Hospiz bedeutet Herberge, und deshalb werden hier die Patienten als Gäste bezeichnet und auch so behandelt. Es gibt keine festen Zeiten für Pflege und Essenausgabe. Alles richtet sich nach den Wünschen der Gäste. Wenn man länger schlafen will, gibt es das Frühstück oder das Mittagessen eben später. Die Gäste wählen ihr Menu selbst aus oder kochen sich, wenn noch möglich, zusammen mit ihren Angehörigen selbst etwas in der Küche mit angrenzendem Aufenthaltsraum. Alles ist auf das Wohl der Gäste ausgerichtet.

Gemessen an den zehn Betten stehen für jeden Gast durchschnittlich drei Pflegekräfte zur Verfügung, was für normale Krankenhäuser befremdlich erscheinen mag.
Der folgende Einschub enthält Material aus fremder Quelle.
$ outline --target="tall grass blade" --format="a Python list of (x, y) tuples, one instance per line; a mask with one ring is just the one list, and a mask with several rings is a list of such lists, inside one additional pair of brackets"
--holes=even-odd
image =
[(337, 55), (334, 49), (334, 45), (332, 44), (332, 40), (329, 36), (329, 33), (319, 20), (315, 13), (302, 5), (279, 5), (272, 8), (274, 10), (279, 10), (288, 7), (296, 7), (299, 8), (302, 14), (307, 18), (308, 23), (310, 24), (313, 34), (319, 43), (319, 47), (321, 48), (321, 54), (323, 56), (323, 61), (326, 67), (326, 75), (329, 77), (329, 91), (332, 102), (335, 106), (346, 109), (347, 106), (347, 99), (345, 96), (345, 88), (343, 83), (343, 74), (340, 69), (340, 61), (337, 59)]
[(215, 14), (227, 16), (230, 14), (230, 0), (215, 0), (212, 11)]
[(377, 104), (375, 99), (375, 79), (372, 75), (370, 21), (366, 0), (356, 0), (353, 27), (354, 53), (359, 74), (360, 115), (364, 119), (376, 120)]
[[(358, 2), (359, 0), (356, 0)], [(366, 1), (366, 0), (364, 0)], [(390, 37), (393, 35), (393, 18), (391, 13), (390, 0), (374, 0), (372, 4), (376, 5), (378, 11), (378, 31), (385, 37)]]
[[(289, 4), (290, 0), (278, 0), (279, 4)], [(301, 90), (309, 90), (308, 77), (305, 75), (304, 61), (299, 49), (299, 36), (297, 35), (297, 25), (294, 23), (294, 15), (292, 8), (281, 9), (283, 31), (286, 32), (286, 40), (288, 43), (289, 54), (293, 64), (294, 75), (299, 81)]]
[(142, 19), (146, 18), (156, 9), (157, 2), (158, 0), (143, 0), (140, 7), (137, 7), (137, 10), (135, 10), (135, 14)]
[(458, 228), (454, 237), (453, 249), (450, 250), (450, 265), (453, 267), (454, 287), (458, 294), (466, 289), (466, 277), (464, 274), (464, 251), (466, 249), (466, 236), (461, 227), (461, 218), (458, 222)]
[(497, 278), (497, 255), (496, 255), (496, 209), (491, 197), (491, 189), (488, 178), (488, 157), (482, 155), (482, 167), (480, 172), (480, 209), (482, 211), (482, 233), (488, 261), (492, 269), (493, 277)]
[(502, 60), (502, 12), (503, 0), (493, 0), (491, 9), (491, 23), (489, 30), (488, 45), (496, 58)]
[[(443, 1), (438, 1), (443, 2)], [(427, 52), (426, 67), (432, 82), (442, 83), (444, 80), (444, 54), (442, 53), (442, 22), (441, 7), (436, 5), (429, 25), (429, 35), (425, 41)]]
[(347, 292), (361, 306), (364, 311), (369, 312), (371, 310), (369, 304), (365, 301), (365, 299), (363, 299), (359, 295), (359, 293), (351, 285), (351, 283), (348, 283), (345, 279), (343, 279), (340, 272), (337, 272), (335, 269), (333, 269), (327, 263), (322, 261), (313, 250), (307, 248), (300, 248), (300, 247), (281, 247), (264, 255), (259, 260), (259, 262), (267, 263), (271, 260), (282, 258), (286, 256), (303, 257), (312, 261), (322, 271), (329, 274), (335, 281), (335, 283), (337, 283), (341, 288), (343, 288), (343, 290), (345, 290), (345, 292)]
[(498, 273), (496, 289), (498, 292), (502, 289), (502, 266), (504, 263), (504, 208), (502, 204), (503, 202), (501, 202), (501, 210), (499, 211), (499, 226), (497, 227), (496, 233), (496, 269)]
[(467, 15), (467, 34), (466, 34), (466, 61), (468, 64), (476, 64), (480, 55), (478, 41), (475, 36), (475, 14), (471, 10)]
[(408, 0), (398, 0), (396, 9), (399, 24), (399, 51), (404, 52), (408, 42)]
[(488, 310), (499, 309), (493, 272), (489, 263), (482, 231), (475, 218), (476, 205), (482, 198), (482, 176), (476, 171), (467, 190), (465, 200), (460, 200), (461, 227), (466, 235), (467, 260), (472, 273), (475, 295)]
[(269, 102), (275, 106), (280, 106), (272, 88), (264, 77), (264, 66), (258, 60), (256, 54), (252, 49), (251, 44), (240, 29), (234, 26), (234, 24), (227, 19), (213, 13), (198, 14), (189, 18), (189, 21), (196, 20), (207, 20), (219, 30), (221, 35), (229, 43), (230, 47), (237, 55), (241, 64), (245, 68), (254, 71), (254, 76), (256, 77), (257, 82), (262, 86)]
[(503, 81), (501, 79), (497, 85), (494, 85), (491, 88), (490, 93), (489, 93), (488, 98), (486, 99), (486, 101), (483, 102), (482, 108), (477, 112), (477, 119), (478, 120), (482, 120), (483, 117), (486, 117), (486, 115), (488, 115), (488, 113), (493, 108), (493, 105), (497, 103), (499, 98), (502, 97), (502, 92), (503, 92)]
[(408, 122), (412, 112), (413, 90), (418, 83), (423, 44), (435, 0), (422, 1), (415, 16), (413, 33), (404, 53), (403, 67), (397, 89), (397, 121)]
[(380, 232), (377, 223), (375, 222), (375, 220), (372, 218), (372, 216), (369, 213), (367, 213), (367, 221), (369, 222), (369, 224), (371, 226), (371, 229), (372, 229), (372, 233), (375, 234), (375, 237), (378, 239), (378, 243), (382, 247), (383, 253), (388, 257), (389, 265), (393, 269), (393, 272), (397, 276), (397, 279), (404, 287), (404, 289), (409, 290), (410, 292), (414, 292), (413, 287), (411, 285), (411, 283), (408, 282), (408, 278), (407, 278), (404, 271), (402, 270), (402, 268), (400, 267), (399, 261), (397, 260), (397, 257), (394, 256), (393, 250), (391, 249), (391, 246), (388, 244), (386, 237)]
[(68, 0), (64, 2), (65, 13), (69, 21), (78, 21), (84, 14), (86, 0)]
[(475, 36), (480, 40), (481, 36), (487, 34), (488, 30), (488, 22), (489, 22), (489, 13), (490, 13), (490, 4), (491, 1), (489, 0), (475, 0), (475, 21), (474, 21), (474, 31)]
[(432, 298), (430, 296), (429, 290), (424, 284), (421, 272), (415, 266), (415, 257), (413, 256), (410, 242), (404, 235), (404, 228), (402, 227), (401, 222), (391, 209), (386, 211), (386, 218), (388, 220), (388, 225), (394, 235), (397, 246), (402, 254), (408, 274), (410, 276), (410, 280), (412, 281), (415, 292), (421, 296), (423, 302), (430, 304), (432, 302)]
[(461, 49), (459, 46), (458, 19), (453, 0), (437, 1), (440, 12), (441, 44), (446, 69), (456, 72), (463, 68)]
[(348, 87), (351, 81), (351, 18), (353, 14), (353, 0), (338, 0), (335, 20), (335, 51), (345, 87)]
Aber hier nimmt man sich Zeit für den Menschen, hier geht es um palliative Versorgung, das heißt, der Kranke soll schmerzfrei seine letzten Tage "noch leben" können, um dann, wenn es soweit ist, in Würde gehen zu können. Hier werden seine Wünsche ernst genommen, hier wird ehrlich über die Endlichkeit gesprochen, aber nicht nur darüber.

Umfassende Betreuung


Auf Wunsch wird der Gast auch seelsorgerisch betreut, und bei Bedarf gibt es Physiotherapie.Manchmal kann der Hausarzt die medizinische Versorgung übernehmen, manchmal wird ein niedergelassener Arzt gestellt. Auf die Frage nach der Aufenthaltsdauer im Haus machte Sudler deutlich, dass das sehr unterschiedlich ist. Kein Arzt könne den Todeszeitpunkt voraussagen. Ein Patient sei bereits sechs Stunden nach seiner Ankunft verstorben, ein anderer mit einer Prognose von drei Wochen habe noch 14 Monate hier gelebt.

Die Besucher aus Teunz duften sich bei der Führung durch das Haus selbst ein Bild von den Räumen machen, die alle Zugang zur Gartenterrasse gaben. Auch muslimische oder jüdische Sterbe-Rituale werden hier berücksichtigt, ein Zimmer ist dazu mit der Möglichkeit zu rituellen Waschungen ausgestattet. Innere Ruhe kann man im Raum der Stille finden, wo rund um den kupfernen Brunnen Angehörige beschriftete Steine abgelegt haben. Nach der alljährlichen Gedenkfeier kommen sie an einen anderen, symbolträchtigen Ort. Mit einer Spende bedankte sich Rosi Krafczyk, die Koordinatorin der Nachbarschaftshilfe Teunz, bei den Mitarbeitern, bevor es für die tief beeindruckten Besucher weiter ging zur Einkehr nach Mariaort.